The headlines of a 600-point drop in the Dow Jones industrials are shaking public confidence even more than the debt ceiling debacle or the S&P ratings downgrade. In fact, the one positive result of the market slide might be that Americans unite in protest against this very visible loss of wealth — and pressure both parties to come to a sensible agreement to deal with our debt problems. That would be the surest way to start restoring the more than $1 trillion lost in the broad stock market Monday.
This is not just a problem with U.S. markets. There is a global debt problem — and it is creating concerns about European banks, country debt, and the ability of central banks to keep the global financial system intact. Part of that fear of currencies is apparent in the rush to gold — now trading over $1,720 per ounce. Gold may ultimately trade much higher if it is used to form a basis for a new, more trusted global currency. But meanwhile it is as volatile as the stock market, and equally risky.
There is a lot of scared money sloshing around the world, making markets extremely volatile. Selling will likely continue, in order to meet margin calls, and because mutual funds will have to sell stocks to accommodate fund shareholders who are switching to cash.
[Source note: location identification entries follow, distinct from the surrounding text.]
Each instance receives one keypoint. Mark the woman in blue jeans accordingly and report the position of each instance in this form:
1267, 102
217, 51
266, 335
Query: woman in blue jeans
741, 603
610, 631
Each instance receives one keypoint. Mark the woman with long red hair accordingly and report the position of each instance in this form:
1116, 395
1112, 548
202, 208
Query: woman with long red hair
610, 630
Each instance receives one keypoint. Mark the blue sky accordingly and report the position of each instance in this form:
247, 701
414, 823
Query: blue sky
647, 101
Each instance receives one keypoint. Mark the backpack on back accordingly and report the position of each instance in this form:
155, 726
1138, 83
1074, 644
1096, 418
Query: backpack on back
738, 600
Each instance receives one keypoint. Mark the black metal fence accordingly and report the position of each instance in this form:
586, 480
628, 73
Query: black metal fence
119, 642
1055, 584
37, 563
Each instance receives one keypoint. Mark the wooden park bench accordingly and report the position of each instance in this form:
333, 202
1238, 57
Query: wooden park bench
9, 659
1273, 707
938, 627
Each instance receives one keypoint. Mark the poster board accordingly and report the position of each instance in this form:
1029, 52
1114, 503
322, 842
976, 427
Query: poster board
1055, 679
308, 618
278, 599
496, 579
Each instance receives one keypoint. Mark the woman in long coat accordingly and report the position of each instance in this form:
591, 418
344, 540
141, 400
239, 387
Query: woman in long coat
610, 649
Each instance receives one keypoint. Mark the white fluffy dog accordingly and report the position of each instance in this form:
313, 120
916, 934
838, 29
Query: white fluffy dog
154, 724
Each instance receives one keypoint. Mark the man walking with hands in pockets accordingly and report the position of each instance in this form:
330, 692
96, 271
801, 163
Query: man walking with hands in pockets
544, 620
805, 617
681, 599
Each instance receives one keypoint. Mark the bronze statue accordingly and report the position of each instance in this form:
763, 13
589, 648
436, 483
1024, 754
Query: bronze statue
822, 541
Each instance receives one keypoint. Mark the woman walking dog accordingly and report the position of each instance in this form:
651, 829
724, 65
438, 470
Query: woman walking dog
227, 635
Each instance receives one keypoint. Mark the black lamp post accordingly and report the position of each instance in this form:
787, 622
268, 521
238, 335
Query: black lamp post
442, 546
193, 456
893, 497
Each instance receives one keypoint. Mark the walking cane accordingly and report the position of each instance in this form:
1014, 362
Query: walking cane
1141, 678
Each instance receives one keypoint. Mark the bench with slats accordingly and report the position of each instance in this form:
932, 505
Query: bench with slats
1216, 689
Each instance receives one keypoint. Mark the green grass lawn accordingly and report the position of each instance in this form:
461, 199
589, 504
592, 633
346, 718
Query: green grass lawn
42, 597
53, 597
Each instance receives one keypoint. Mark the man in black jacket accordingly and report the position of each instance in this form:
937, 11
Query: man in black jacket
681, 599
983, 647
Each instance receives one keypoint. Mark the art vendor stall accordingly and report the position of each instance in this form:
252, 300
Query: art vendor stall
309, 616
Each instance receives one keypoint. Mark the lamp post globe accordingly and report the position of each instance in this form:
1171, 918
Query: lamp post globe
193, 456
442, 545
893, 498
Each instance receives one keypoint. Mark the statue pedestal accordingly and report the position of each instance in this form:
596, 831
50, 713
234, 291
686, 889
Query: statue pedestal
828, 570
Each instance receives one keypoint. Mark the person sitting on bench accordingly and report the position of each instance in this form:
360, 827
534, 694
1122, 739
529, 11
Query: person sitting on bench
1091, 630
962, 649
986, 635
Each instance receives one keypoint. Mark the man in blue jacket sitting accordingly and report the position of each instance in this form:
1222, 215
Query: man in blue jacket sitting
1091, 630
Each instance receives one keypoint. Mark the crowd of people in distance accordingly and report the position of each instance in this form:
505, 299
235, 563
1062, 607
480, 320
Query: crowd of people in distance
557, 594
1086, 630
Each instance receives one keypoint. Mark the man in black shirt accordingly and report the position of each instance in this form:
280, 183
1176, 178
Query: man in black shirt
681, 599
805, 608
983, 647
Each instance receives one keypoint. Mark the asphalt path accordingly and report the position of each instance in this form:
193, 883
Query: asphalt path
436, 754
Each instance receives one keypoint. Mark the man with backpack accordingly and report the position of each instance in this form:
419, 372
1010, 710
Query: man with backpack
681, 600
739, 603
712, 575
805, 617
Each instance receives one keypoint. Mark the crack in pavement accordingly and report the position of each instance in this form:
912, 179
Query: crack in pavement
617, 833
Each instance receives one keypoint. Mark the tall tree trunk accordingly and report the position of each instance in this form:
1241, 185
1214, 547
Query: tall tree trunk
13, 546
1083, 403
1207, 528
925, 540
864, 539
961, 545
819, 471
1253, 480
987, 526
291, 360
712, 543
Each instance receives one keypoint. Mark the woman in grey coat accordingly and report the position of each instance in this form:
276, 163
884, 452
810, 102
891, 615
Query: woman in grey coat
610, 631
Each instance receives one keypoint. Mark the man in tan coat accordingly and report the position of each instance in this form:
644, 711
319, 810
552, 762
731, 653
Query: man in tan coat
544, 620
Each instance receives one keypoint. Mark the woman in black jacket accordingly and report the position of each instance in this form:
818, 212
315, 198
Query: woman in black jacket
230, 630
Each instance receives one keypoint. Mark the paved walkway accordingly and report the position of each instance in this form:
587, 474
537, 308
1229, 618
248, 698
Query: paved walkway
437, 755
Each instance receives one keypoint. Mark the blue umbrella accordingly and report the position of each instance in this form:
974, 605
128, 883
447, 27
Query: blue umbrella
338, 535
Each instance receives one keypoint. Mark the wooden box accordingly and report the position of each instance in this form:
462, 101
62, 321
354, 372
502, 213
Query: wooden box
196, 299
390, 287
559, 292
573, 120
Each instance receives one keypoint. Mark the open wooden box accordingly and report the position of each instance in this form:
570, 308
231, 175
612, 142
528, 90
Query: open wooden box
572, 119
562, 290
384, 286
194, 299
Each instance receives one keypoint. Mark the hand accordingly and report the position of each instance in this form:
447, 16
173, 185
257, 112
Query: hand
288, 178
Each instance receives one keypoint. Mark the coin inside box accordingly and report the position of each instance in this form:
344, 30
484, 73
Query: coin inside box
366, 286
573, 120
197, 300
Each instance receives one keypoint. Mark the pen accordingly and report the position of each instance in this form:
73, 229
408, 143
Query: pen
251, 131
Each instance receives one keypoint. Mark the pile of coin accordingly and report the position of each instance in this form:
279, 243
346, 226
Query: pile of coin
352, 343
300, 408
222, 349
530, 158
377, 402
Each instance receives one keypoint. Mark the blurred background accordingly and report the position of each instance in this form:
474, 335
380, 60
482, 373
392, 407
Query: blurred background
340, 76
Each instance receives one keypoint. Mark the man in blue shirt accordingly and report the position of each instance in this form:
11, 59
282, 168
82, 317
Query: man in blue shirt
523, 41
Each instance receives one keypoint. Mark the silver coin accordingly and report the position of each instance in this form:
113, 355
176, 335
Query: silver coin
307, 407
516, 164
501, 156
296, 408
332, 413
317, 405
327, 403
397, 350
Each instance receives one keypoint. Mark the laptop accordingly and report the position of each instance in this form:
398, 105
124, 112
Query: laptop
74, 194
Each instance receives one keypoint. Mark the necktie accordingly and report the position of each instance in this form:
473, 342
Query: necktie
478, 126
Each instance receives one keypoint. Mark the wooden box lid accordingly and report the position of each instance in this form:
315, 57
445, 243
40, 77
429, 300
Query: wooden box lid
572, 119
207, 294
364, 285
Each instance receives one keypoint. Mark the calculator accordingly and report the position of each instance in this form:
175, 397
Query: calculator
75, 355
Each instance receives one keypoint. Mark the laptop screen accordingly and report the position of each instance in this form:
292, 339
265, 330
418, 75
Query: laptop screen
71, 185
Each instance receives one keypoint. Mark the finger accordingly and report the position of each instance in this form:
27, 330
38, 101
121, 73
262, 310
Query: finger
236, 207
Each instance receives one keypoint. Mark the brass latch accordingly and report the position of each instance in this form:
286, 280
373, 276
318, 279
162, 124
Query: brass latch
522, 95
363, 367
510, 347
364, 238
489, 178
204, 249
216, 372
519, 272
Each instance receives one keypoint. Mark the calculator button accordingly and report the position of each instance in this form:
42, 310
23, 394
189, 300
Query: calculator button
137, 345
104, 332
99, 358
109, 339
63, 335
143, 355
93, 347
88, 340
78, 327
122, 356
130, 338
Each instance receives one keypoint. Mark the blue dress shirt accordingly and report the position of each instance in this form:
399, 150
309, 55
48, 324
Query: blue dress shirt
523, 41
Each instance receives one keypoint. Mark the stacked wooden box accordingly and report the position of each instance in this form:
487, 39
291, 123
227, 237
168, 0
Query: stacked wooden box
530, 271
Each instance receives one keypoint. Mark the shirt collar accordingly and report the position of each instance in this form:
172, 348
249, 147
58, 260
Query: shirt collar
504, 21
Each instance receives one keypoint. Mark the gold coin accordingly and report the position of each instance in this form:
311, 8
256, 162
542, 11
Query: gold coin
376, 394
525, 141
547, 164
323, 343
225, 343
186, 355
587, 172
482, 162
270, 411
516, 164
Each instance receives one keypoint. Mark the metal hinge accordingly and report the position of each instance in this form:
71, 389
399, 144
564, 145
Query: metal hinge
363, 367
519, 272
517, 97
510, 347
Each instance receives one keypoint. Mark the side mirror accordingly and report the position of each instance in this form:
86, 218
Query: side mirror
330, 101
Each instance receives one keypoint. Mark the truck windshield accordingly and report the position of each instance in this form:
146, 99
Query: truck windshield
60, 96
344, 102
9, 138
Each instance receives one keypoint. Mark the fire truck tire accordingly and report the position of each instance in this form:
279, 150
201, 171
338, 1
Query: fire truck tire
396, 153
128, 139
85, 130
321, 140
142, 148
But cash is costly these days. Money in the bank, though safe, pays no interest. Large depositors are even being charged fees by some banks. Having “chicken money” on the sidelines is always a good idea for people who can’t afford the risk of loss. However, this is no time to decide you’re chicken and join the panic.
At some point the world will notice that America is not going away, though business may slow. And large U.S. companies will continue to have earnings and pay dividends. That will be the signal for the market to turn — but no one can tell exactly when that will happen, or from what level One thing is sure: If the new Congressional budget committee could meet and come up with a quick budget and debt agreement, it would inspire a lot more confidence — and higher stock prices. And that’s The Savage Truth.